Bo Cai entered a guilty plea to all three counts of the superseding indictment in July 2014, and Wentong Cai pleaded guilty to Count 3 of the superseding indictment in December 2014.  In entering the guilty pleas, each admitted that from March 2012 to December 2013, they conspired with each other to illegally export sensors from the United States to China without first obtaining the required export license.  Bo Cai admitted that in March 2012, while he was employed by a technology company in China, he embarked on an illegal scheme to smuggle sensors out of the United States to China for one of his customers despite knowledge that the sensors could not be exported without a license and that the United States did not issue licenses to export the sensors to China.  Wentong Cai admitted that while he was in the United States on a student visa, Bo Cai enlisted him to acquire the sensors under the ruse that he planned to use the sensors at Iowa State University where he was a graduate microbiology student.

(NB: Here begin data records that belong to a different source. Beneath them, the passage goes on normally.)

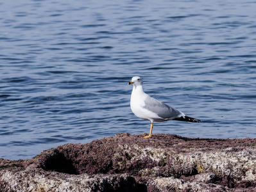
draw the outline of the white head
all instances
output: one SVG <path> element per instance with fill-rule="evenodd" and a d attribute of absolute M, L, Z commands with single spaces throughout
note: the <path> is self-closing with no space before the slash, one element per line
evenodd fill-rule
<path fill-rule="evenodd" d="M 128 84 L 133 84 L 133 86 L 137 87 L 138 85 L 142 85 L 142 78 L 139 76 L 135 76 L 132 78 L 132 81 L 129 81 Z"/>

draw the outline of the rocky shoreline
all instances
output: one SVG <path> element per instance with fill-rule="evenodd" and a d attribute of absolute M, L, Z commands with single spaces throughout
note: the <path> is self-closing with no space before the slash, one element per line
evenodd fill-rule
<path fill-rule="evenodd" d="M 256 139 L 118 134 L 0 159 L 0 191 L 253 191 Z"/>

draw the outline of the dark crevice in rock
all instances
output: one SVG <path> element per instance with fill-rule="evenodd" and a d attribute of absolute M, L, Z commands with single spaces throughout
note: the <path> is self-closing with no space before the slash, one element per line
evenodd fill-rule
<path fill-rule="evenodd" d="M 51 156 L 46 158 L 41 168 L 46 171 L 54 171 L 69 174 L 78 174 L 71 159 L 67 159 L 63 153 L 55 150 Z"/>

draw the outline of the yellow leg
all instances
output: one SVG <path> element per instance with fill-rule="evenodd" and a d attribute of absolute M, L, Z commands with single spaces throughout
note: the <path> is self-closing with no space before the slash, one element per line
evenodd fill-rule
<path fill-rule="evenodd" d="M 144 138 L 148 138 L 152 136 L 152 129 L 153 129 L 153 123 L 151 122 L 151 124 L 150 125 L 150 132 L 149 132 L 149 135 L 147 136 L 144 136 Z"/>

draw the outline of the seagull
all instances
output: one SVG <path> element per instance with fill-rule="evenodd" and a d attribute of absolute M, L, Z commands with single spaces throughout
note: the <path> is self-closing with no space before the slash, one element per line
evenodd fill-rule
<path fill-rule="evenodd" d="M 133 85 L 130 101 L 132 112 L 139 118 L 151 122 L 149 135 L 144 136 L 144 138 L 152 136 L 154 122 L 162 122 L 173 120 L 199 123 L 201 121 L 188 116 L 182 111 L 145 93 L 143 91 L 142 79 L 139 76 L 132 77 L 132 81 L 128 83 L 128 84 L 131 84 Z"/>

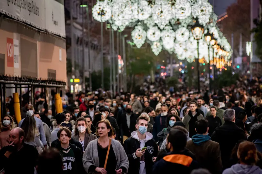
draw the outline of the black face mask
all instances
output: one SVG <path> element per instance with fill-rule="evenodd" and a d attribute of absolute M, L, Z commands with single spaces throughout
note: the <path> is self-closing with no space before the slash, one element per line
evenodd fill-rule
<path fill-rule="evenodd" d="M 131 112 L 132 111 L 131 110 L 131 109 L 126 109 L 126 113 L 130 114 Z"/>

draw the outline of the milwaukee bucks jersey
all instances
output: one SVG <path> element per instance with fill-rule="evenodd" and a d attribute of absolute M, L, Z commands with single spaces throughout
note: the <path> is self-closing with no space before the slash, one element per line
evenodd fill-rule
<path fill-rule="evenodd" d="M 67 149 L 62 148 L 60 154 L 63 157 L 63 173 L 73 174 L 76 172 L 75 158 L 73 150 L 69 146 Z"/>

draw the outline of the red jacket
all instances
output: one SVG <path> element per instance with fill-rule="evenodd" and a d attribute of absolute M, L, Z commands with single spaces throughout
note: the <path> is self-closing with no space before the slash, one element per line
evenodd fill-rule
<path fill-rule="evenodd" d="M 80 111 L 85 111 L 87 109 L 87 106 L 85 104 L 85 103 L 81 103 L 79 106 L 79 109 L 80 110 Z"/>

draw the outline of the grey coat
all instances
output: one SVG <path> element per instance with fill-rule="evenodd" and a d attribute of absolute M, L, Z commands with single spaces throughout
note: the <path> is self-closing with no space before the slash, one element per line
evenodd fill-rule
<path fill-rule="evenodd" d="M 76 139 L 77 141 L 79 140 L 79 137 L 78 135 L 76 135 L 74 133 L 72 136 L 72 138 Z M 84 151 L 85 150 L 87 145 L 91 141 L 96 139 L 96 136 L 92 133 L 89 134 L 86 131 L 85 132 L 85 143 L 84 145 Z"/>
<path fill-rule="evenodd" d="M 83 157 L 83 166 L 86 172 L 88 173 L 89 167 L 92 165 L 99 166 L 99 159 L 97 151 L 97 140 L 96 139 L 89 143 L 84 153 Z M 124 147 L 118 141 L 112 139 L 112 146 L 117 165 L 116 169 L 118 170 L 121 167 L 124 167 L 128 170 L 129 162 L 127 156 L 125 152 Z M 128 171 L 127 171 L 127 173 Z"/>

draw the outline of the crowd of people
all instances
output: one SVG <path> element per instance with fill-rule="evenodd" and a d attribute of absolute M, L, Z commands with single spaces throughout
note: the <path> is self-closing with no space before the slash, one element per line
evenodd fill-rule
<path fill-rule="evenodd" d="M 81 93 L 54 117 L 26 103 L 2 118 L 0 173 L 262 174 L 262 83 Z"/>

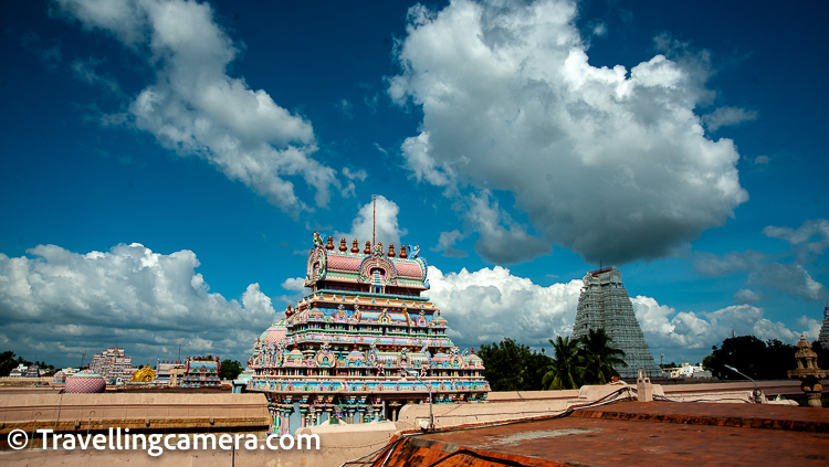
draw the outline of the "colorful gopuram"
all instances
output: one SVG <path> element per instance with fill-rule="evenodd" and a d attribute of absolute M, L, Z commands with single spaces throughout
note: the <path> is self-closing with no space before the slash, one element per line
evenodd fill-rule
<path fill-rule="evenodd" d="M 429 289 L 418 248 L 314 233 L 308 295 L 256 339 L 246 391 L 264 392 L 275 433 L 335 423 L 396 420 L 405 404 L 482 402 L 490 391 L 474 349 L 461 351 Z"/>
<path fill-rule="evenodd" d="M 133 367 L 133 358 L 124 353 L 123 347 L 109 347 L 95 353 L 90 362 L 90 370 L 104 376 L 109 384 L 129 381 L 138 369 Z"/>

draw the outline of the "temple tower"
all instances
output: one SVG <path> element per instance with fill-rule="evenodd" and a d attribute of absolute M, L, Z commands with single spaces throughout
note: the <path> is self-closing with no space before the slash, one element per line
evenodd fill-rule
<path fill-rule="evenodd" d="M 622 378 L 636 378 L 638 370 L 659 376 L 661 370 L 644 341 L 628 290 L 621 282 L 621 273 L 612 266 L 602 267 L 587 273 L 583 280 L 585 286 L 578 297 L 570 339 L 586 336 L 589 329 L 604 328 L 612 339 L 611 346 L 625 351 L 628 367 L 616 369 Z"/>
<path fill-rule="evenodd" d="M 820 342 L 820 347 L 829 349 L 829 305 L 823 307 L 823 323 L 820 326 L 818 341 Z"/>

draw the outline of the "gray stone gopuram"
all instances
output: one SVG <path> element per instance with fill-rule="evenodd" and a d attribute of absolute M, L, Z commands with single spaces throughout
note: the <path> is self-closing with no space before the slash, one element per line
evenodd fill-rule
<path fill-rule="evenodd" d="M 584 283 L 570 339 L 587 336 L 589 329 L 604 328 L 612 339 L 611 346 L 625 351 L 628 367 L 616 369 L 622 378 L 636 378 L 638 370 L 659 378 L 661 370 L 644 341 L 621 273 L 612 266 L 602 267 L 587 273 Z"/>

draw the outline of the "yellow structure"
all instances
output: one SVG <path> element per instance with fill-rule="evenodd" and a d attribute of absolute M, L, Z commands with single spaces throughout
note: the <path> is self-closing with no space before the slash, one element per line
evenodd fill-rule
<path fill-rule="evenodd" d="M 136 371 L 133 374 L 133 378 L 130 381 L 146 381 L 150 382 L 156 376 L 156 371 L 149 368 L 149 365 L 145 365 L 143 369 Z"/>

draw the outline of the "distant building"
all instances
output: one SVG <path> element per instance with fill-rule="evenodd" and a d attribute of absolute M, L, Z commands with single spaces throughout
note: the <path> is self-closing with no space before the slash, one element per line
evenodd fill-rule
<path fill-rule="evenodd" d="M 158 360 L 156 362 L 156 375 L 153 384 L 160 386 L 178 386 L 187 371 L 187 365 L 181 360 Z"/>
<path fill-rule="evenodd" d="M 90 370 L 104 376 L 109 384 L 129 381 L 136 368 L 133 358 L 124 353 L 123 347 L 111 347 L 101 353 L 95 353 L 90 362 Z"/>
<path fill-rule="evenodd" d="M 636 378 L 638 370 L 647 370 L 651 376 L 662 374 L 644 341 L 621 273 L 612 266 L 602 267 L 587 273 L 583 280 L 571 339 L 587 336 L 590 329 L 604 328 L 612 339 L 611 346 L 625 351 L 628 365 L 615 368 L 622 378 Z"/>
<path fill-rule="evenodd" d="M 820 342 L 820 347 L 829 349 L 829 306 L 823 307 L 823 325 L 820 327 L 818 341 Z"/>
<path fill-rule="evenodd" d="M 23 374 L 25 378 L 40 378 L 40 367 L 38 363 L 32 363 Z"/>
<path fill-rule="evenodd" d="M 179 383 L 182 388 L 219 388 L 221 363 L 219 357 L 188 357 L 185 362 L 185 375 Z"/>
<path fill-rule="evenodd" d="M 671 373 L 671 378 L 711 378 L 711 372 L 691 363 L 682 363 L 678 368 L 667 368 L 665 371 Z"/>
<path fill-rule="evenodd" d="M 396 420 L 405 404 L 482 402 L 490 386 L 483 362 L 461 351 L 447 320 L 427 297 L 427 264 L 406 246 L 342 238 L 335 247 L 314 233 L 305 287 L 296 308 L 256 339 L 240 376 L 264 392 L 273 429 Z"/>
<path fill-rule="evenodd" d="M 23 363 L 18 363 L 18 365 L 14 367 L 11 373 L 9 373 L 9 376 L 22 378 L 25 374 L 27 370 L 29 370 L 29 367 L 24 365 Z"/>

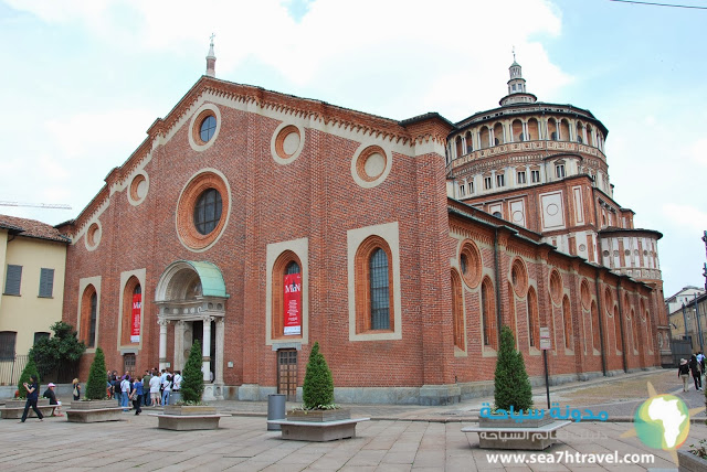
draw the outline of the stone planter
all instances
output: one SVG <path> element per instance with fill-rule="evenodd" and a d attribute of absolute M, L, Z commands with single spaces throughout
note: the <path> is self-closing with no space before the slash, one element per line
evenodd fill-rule
<path fill-rule="evenodd" d="M 677 451 L 679 472 L 707 472 L 707 460 L 688 451 Z"/>
<path fill-rule="evenodd" d="M 230 415 L 217 415 L 217 408 L 209 405 L 167 405 L 161 414 L 152 414 L 158 419 L 157 427 L 172 431 L 218 429 L 219 420 Z"/>
<path fill-rule="evenodd" d="M 351 410 L 348 408 L 337 408 L 334 410 L 289 410 L 285 414 L 289 421 L 337 421 L 350 419 Z"/>
<path fill-rule="evenodd" d="M 74 400 L 66 410 L 70 422 L 120 421 L 123 408 L 115 406 L 115 400 Z"/>

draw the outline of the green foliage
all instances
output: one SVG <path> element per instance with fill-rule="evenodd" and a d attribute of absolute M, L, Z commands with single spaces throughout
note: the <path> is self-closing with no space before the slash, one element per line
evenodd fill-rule
<path fill-rule="evenodd" d="M 508 326 L 500 329 L 500 345 L 494 377 L 494 406 L 496 409 L 516 411 L 532 407 L 532 388 L 526 372 L 523 354 L 516 351 L 516 341 Z"/>
<path fill-rule="evenodd" d="M 302 390 L 306 409 L 324 409 L 334 404 L 334 378 L 324 355 L 319 352 L 318 342 L 312 347 Z"/>
<path fill-rule="evenodd" d="M 18 382 L 18 391 L 20 394 L 19 398 L 27 398 L 27 388 L 24 388 L 24 383 L 30 383 L 30 375 L 34 374 L 36 377 L 38 388 L 40 383 L 40 373 L 36 372 L 36 364 L 32 361 L 32 357 L 28 361 L 22 374 L 20 375 L 20 380 Z"/>
<path fill-rule="evenodd" d="M 201 343 L 194 341 L 189 352 L 187 365 L 182 371 L 181 398 L 186 404 L 197 405 L 203 394 L 203 373 L 201 372 Z"/>
<path fill-rule="evenodd" d="M 107 397 L 107 382 L 106 375 L 106 358 L 103 355 L 103 350 L 96 347 L 96 356 L 91 363 L 91 372 L 88 372 L 88 380 L 86 382 L 86 394 L 84 396 L 87 400 L 103 400 Z"/>
<path fill-rule="evenodd" d="M 30 357 L 44 376 L 60 365 L 78 362 L 86 351 L 85 344 L 78 341 L 77 333 L 71 324 L 57 321 L 50 329 L 54 335 L 39 340 L 30 350 Z"/>

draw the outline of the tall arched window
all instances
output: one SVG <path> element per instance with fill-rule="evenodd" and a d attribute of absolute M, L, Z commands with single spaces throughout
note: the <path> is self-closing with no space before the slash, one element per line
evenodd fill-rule
<path fill-rule="evenodd" d="M 96 345 L 96 323 L 98 320 L 98 294 L 94 286 L 84 289 L 81 298 L 81 340 L 86 347 Z"/>
<path fill-rule="evenodd" d="M 528 289 L 528 339 L 531 346 L 539 346 L 540 317 L 538 313 L 538 296 L 532 287 Z"/>
<path fill-rule="evenodd" d="M 452 323 L 454 325 L 454 345 L 466 351 L 464 342 L 464 298 L 462 292 L 462 278 L 452 269 Z"/>
<path fill-rule="evenodd" d="M 356 251 L 356 331 L 394 331 L 392 254 L 380 236 Z"/>
<path fill-rule="evenodd" d="M 275 264 L 273 265 L 273 300 L 272 300 L 272 336 L 273 339 L 293 339 L 300 337 L 304 326 L 302 324 L 296 325 L 292 319 L 285 322 L 285 318 L 288 315 L 287 311 L 291 307 L 285 305 L 285 297 L 287 293 L 291 303 L 294 300 L 297 310 L 299 311 L 299 322 L 303 323 L 303 294 L 305 280 L 299 277 L 299 285 L 297 286 L 297 277 L 288 277 L 297 273 L 302 273 L 302 262 L 297 255 L 292 250 L 285 250 L 281 254 Z M 288 285 L 285 283 L 287 279 Z M 295 280 L 293 287 L 293 279 Z M 289 313 L 292 315 L 292 313 Z M 297 313 L 294 314 L 295 317 Z M 287 326 L 286 326 L 287 325 Z"/>
<path fill-rule="evenodd" d="M 601 333 L 599 331 L 599 310 L 597 309 L 597 303 L 592 300 L 592 342 L 593 346 L 597 351 L 601 351 Z"/>
<path fill-rule="evenodd" d="M 120 323 L 120 344 L 139 343 L 141 333 L 143 288 L 137 277 L 133 276 L 123 289 L 123 309 Z"/>
<path fill-rule="evenodd" d="M 371 293 L 371 330 L 390 330 L 390 278 L 388 256 L 377 248 L 369 259 Z"/>
<path fill-rule="evenodd" d="M 570 299 L 564 296 L 562 299 L 562 321 L 564 323 L 564 347 L 572 348 L 572 312 L 570 310 Z"/>
<path fill-rule="evenodd" d="M 482 326 L 485 346 L 496 348 L 496 303 L 494 286 L 487 277 L 482 282 Z"/>

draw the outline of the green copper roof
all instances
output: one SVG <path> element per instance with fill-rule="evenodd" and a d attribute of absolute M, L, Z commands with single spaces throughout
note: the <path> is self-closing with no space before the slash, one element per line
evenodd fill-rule
<path fill-rule="evenodd" d="M 193 267 L 197 273 L 199 273 L 199 278 L 201 279 L 201 291 L 204 297 L 230 297 L 225 292 L 223 275 L 214 264 L 207 262 L 205 260 L 184 260 L 184 262 Z"/>

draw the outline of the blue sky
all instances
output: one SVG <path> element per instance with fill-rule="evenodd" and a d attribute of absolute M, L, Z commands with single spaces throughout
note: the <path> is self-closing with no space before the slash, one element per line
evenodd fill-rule
<path fill-rule="evenodd" d="M 671 1 L 665 1 L 671 2 Z M 677 3 L 673 1 L 673 3 Z M 707 7 L 707 1 L 682 0 Z M 707 10 L 609 0 L 0 0 L 0 206 L 75 217 L 204 73 L 405 119 L 496 107 L 515 47 L 539 100 L 609 128 L 614 199 L 658 244 L 665 293 L 701 287 Z"/>

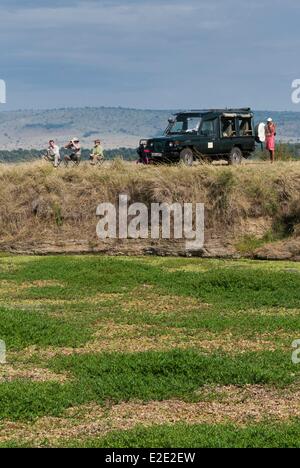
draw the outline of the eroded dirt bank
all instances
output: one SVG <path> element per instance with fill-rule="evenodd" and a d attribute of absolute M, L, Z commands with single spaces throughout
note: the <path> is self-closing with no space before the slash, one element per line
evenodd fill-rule
<path fill-rule="evenodd" d="M 0 167 L 0 250 L 27 254 L 252 256 L 300 260 L 300 163 L 59 169 Z M 107 240 L 96 235 L 100 203 L 204 203 L 205 245 Z"/>

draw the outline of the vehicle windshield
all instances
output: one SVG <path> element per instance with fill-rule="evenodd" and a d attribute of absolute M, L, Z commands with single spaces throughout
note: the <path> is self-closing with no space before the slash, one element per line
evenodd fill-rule
<path fill-rule="evenodd" d="M 168 135 L 178 133 L 197 133 L 201 125 L 201 117 L 180 117 L 171 122 L 166 130 Z"/>

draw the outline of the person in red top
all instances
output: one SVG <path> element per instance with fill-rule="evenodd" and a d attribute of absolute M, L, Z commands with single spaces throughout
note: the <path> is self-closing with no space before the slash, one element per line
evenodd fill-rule
<path fill-rule="evenodd" d="M 269 118 L 266 125 L 266 149 L 270 153 L 270 160 L 272 164 L 275 161 L 275 137 L 276 125 L 273 120 Z"/>

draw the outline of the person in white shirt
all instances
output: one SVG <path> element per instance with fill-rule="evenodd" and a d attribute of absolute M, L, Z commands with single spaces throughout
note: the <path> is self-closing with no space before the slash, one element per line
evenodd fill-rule
<path fill-rule="evenodd" d="M 73 138 L 73 140 L 70 140 L 70 142 L 65 146 L 65 149 L 71 151 L 71 154 L 66 155 L 64 158 L 65 165 L 68 166 L 71 161 L 78 165 L 81 160 L 81 145 L 79 138 Z"/>
<path fill-rule="evenodd" d="M 54 140 L 49 141 L 49 148 L 47 151 L 47 157 L 50 161 L 54 162 L 54 167 L 58 167 L 60 163 L 60 151 L 59 146 L 55 144 Z"/>

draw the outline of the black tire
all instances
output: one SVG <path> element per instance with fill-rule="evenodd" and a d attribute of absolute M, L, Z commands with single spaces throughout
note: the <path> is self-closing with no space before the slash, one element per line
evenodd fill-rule
<path fill-rule="evenodd" d="M 180 161 L 186 166 L 192 166 L 194 162 L 194 153 L 190 148 L 185 148 L 180 153 Z"/>
<path fill-rule="evenodd" d="M 243 161 L 243 153 L 240 150 L 240 148 L 234 147 L 232 148 L 228 162 L 230 166 L 237 166 L 239 164 L 242 164 Z"/>

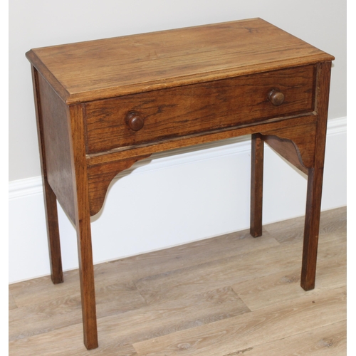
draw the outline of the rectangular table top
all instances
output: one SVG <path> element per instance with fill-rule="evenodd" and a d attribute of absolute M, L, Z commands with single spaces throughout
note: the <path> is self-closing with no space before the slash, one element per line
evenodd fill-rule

Court filings indicate that the investigation of this case began in October 2013, when an undercover U.S. Immigration and Customs Enforcement Homeland Security Investigations (HSI) agent responded to Wentong Cai’s overtures.  After negotiations by telephone and email, in December 2013, Bo Cai and Wentong Cai traveled to New Mexico, where they obtained a sensor from undercover HSI agents and developed a plan for smuggling the sensor out of the United States to China.  On Dec. 11, 2013, Bo Cai was arrested at an airport in Los Angeles, as he was preparing to board a flight to China, after the sensor was discovered concealed in a computer speaker in his luggage.  Wentong Cai subsequently was arrested on Jan. 22, 2014, in Ames, Iowa.
The HSI Albuquerque, New Mexico, office led the investigation of this case with assistance from the U.S. Air Force Office of Special Investigations, the Defense Security Service, HSI in Iowa and Los Angeles and the FBI.  Iowa State University cooperated throughout with HSI’s investigation.  Assistant U.S. Attorneys Dean S. Tuckman and Fred J. Federici of the District of New Mexico prosecuted the case with assistance from Deputy Chief Deborah Curtis and Trial Attorneys David Recker and Brian Fleming of the Justice Department’s National Security Division.  The U.S. Attorney’s Office of the Central District of California and the U.S. Attorney’s Office of the Southern District of Iowa also assisted in the prosecution.